In [25]:
# Importing initial packages
import pandas as pd
import numpy as np
import torch
import torch.nn as nn
import torch.optim as optim
from sklearn.model_selection import train_test_split
from torch.utils.data import DataLoader, Dataset

# Setting the device to GPU for parallelization
device = 'mps' if torch.backends.mps.is_available() else 'cpu'
print(device)

mps


## Data Loading, Cleaning, and Preprocessing

### Data Loading

In [26]:
# In my project folder I added a data folder with both files (found in repo README) but did not push (gitignore) due to size
movies = pd.read_csv('data/movies.csv')

ratings = pd.read_csv('data/ratings.csv')

#### Inspecting the data

In [27]:
print(f"""The shape of movies is: {movies.shape}
The shape of rating is: {ratings.shape}""")

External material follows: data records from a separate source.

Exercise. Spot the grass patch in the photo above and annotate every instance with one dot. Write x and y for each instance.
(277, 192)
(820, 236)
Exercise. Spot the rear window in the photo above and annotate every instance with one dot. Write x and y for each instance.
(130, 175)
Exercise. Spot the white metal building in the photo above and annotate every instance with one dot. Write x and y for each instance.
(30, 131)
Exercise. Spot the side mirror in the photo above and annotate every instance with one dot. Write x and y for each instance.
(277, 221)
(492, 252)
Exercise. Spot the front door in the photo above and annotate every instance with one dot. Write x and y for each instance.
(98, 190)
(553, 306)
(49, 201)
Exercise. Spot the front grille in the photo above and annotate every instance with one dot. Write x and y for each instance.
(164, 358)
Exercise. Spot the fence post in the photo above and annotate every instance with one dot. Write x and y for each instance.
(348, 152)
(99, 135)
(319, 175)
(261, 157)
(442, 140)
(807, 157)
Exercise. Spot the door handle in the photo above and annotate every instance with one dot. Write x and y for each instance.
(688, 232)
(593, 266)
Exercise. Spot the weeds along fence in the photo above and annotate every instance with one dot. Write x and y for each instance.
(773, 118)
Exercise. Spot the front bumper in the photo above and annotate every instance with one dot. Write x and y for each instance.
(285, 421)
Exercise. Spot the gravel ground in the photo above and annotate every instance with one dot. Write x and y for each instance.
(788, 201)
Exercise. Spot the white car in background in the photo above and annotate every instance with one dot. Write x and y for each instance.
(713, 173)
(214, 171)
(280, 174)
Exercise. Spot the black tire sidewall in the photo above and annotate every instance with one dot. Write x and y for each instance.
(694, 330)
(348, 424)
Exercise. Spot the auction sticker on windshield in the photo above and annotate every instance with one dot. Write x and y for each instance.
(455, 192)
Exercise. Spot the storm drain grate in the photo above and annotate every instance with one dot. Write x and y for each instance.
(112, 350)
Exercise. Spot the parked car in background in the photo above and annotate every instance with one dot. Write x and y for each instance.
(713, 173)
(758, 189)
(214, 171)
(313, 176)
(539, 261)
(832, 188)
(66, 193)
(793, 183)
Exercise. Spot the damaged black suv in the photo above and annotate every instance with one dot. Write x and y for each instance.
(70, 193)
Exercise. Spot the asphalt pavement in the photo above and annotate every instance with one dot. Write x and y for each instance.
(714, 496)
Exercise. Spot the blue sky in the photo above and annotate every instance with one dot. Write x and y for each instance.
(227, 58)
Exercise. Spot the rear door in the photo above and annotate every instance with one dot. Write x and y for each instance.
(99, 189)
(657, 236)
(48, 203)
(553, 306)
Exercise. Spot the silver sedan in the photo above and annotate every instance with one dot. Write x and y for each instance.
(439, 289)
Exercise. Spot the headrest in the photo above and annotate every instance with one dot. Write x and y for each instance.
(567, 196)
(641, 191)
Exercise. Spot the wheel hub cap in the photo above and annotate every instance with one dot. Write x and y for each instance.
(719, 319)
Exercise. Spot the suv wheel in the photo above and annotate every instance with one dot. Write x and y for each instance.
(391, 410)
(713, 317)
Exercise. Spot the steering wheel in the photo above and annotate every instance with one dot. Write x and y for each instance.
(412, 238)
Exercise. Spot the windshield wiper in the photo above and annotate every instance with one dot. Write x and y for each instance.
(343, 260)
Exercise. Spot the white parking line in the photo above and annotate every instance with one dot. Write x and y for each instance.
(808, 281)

print(f"""The columns of movies is: {movies.columns.to_list()}
The columns of rating is: {ratings.columns.to_list()}

* Notice that both df's have a movieId column, which will be useful for merging""")

The shape of movies is: (9742, 3)
The shape of rating is: (100836, 4)
The columns of movies is: ['movieId', 'title', 'genres']
The columns of rating is: ['userId', 'movieId', 'rating', 'timestamp']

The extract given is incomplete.